I believe it is this type of innovative thinking that will help shift is from over-consuming resources to using materials which are renewable and plentiful.
Craig Calfee built his first bamboo bike a few years ago – however, with all great designs the original needed work, in fact the first bike was too flexible and prone to splitting so Craig admits, "That first bike was kind of scary to ride!".
However, the bike attracted a lot of attention and he began building bamboo bikes for friends, relatives and employees, and the popularity and demand grew among both everyday riders and even racers... he knew he was onto something special.
Following a visit Craig made to Africa almost 25 years ago, Craig remembered three things: 1. There was a lot of bamboo, 2. People used bikes and didn't have enough of them, and 3. They needed jobs.

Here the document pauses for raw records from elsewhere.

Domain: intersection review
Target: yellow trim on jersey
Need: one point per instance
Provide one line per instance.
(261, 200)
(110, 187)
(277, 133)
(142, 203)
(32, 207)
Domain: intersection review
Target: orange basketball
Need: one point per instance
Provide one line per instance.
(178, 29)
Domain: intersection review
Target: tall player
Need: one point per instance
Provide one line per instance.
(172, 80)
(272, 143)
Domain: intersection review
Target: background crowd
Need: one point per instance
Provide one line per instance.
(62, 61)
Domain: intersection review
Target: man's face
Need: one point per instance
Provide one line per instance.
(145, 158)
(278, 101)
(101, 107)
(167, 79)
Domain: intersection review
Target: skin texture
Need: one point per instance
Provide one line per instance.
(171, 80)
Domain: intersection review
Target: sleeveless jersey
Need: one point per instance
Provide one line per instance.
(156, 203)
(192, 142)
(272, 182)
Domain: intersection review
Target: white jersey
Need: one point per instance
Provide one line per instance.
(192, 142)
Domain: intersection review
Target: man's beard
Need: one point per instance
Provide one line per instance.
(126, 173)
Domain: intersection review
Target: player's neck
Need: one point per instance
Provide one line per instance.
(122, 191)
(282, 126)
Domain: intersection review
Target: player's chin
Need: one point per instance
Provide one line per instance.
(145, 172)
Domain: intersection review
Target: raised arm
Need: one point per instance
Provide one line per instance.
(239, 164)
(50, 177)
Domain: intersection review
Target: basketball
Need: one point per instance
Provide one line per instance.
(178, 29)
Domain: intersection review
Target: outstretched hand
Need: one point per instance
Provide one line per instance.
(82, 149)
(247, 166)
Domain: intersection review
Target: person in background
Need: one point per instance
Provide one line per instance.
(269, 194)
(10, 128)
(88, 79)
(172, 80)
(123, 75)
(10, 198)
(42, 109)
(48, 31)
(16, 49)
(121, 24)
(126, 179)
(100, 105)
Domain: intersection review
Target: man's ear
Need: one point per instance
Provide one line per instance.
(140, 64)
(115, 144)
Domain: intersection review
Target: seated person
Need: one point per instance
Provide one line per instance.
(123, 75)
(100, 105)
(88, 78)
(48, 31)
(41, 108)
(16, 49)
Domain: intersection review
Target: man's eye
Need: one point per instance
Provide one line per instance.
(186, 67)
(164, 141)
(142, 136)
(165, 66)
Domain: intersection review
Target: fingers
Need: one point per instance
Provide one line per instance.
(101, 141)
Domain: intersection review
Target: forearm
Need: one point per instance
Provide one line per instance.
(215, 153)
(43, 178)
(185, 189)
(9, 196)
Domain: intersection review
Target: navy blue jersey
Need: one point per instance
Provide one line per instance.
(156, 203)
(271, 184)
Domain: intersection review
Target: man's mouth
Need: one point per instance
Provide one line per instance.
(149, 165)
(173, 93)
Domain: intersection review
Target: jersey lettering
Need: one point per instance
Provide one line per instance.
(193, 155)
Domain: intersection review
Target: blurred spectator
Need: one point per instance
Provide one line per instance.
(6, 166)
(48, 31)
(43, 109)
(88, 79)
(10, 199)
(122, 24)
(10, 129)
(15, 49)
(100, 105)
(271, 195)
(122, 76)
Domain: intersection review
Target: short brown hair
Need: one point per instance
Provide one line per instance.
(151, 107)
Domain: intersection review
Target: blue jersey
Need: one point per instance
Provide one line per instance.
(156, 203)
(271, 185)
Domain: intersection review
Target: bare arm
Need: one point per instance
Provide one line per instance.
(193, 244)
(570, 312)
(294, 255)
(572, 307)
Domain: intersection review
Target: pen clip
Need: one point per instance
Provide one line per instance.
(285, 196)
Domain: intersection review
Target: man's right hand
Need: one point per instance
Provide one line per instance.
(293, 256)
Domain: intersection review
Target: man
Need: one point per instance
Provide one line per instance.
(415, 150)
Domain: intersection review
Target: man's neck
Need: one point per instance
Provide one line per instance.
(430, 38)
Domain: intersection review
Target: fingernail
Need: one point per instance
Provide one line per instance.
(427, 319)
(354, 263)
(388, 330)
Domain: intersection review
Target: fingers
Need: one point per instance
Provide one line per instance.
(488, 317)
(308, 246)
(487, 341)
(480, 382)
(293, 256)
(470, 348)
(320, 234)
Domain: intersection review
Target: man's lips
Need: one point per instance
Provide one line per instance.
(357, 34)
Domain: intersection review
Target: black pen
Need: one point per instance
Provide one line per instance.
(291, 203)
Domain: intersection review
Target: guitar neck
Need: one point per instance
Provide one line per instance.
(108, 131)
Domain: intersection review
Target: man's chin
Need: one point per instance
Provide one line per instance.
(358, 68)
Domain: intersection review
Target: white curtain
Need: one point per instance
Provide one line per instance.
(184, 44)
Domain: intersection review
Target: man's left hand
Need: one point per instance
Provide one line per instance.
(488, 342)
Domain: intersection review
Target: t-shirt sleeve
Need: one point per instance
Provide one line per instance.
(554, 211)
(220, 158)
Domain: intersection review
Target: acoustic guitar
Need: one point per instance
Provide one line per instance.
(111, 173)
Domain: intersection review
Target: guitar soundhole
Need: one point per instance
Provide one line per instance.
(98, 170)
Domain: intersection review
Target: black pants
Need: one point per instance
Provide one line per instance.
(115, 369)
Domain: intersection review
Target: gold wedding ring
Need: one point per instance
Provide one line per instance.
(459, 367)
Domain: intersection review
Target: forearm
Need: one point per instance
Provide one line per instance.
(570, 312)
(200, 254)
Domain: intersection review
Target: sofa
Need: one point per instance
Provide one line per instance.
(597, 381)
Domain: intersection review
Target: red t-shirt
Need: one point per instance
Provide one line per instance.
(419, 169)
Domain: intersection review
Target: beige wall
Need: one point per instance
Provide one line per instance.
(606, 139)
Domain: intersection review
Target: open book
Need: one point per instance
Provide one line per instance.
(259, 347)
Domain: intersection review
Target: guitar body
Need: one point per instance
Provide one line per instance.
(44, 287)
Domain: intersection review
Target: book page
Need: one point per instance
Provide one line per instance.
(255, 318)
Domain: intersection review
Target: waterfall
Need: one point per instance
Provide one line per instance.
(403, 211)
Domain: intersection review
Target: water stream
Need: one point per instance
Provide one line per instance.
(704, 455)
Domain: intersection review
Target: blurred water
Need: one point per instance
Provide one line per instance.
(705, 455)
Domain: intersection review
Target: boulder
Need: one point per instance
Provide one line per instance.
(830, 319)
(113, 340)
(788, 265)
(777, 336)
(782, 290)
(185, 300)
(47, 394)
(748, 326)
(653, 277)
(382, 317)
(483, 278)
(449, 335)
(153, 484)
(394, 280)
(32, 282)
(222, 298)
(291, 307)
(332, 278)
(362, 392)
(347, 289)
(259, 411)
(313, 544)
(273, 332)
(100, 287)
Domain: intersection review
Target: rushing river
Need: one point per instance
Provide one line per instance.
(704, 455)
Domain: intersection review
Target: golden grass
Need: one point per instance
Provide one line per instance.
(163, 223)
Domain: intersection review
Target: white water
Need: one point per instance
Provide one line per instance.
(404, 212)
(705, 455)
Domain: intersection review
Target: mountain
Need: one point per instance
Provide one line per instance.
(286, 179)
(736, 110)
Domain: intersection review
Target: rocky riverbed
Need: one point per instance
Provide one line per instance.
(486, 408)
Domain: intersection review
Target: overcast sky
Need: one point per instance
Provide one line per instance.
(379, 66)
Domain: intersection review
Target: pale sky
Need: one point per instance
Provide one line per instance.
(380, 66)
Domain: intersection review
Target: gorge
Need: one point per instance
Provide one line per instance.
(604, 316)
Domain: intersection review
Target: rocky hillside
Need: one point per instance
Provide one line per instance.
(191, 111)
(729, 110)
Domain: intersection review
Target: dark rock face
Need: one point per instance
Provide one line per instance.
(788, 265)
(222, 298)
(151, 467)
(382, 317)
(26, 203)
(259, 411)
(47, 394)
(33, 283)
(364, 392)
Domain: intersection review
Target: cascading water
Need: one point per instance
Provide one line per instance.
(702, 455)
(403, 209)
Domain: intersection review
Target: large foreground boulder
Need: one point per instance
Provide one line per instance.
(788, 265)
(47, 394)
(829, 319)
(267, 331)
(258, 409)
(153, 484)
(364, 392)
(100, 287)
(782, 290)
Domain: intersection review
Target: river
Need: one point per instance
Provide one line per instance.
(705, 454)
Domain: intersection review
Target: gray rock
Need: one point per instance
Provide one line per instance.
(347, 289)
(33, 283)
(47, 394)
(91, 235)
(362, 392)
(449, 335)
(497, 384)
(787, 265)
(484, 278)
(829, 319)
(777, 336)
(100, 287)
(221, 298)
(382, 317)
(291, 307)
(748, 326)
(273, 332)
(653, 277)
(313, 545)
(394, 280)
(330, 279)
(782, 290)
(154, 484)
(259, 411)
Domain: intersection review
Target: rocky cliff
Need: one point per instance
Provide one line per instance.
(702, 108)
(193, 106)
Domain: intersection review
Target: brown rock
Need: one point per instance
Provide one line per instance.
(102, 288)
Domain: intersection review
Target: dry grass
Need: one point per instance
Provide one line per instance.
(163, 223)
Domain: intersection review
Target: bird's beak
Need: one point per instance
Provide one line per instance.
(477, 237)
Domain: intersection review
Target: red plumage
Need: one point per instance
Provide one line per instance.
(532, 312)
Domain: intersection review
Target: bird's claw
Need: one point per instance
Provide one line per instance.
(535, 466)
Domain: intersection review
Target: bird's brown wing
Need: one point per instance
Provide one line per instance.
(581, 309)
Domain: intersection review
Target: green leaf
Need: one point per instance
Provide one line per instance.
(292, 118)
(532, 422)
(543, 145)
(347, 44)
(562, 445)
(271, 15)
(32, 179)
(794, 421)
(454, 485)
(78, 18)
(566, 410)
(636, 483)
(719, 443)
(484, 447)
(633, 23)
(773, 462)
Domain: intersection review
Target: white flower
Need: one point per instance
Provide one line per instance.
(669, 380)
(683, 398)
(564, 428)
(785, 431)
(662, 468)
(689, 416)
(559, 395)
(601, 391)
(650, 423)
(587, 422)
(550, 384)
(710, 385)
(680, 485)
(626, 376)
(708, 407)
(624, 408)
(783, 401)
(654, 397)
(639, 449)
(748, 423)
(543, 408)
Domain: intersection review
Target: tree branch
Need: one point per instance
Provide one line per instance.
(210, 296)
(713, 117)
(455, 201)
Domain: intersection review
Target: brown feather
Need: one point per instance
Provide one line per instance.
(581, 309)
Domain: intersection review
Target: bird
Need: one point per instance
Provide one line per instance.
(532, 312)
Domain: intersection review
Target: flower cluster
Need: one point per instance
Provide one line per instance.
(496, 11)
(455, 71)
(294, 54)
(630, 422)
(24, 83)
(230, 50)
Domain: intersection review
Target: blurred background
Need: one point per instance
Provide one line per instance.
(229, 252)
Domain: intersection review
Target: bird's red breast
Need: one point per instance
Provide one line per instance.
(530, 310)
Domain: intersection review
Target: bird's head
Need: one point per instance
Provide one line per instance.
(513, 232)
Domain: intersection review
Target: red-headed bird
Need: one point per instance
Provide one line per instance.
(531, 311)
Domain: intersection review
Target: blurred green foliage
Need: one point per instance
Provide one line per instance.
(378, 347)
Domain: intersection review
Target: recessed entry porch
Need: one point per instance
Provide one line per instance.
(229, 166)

If these bamboo bikes were such a hit in Santa Cruz, maybe people in needy African communities and villages could build their own bikes to carry cargo. With these thoughts, Craig put a small notice on his website to seek out funding for a trip to learn what it would take to get the idea rolling. The Earth Institute at Columbia University decided it was worth trying, and so the Bamboo Bike Project was born.
The first Bamboo Bike Project trip took place last Summer in Ghana. Craig and his small team had to try and get the infrastructure set up and the supply chain worked out. Bamboo is everywhere, but what about epoxy? And resin? Epoxy and resin are two critical materials in making the bikes. They knew that there had to be a way to get these resources to the local villages if this idea has hopes of working.Assuming the supply chain is set up, Craig needs to educate locals how to build the bikes, then he'll hand it over to them to run independently. The beauty of these bikes it that they require no electricity to build or fix, important features when resources are scarce.
"People spend 2-3 hours a day transporting water just for daily use and that’s a real drag on productivity," Craig explains. "So the bamboo bicycle will enable them to not only transport their own water, but they can do it for other people in exchange for goods to create commerce." These "micro-businesses" represent opportunity and the chance to be self-sufficient.
"If you travel in Africa and see the poverty and how much work has to be done just to survive, it makes anything you can imagine complaining about a joke. This is an incredible labour-saving device that can also become a desperately needed income-producing device."
"This has all the features of a successful idea, so I figured why not give it a shot?"
Good for you Craig, we wish the Bamboo Bike Project every success!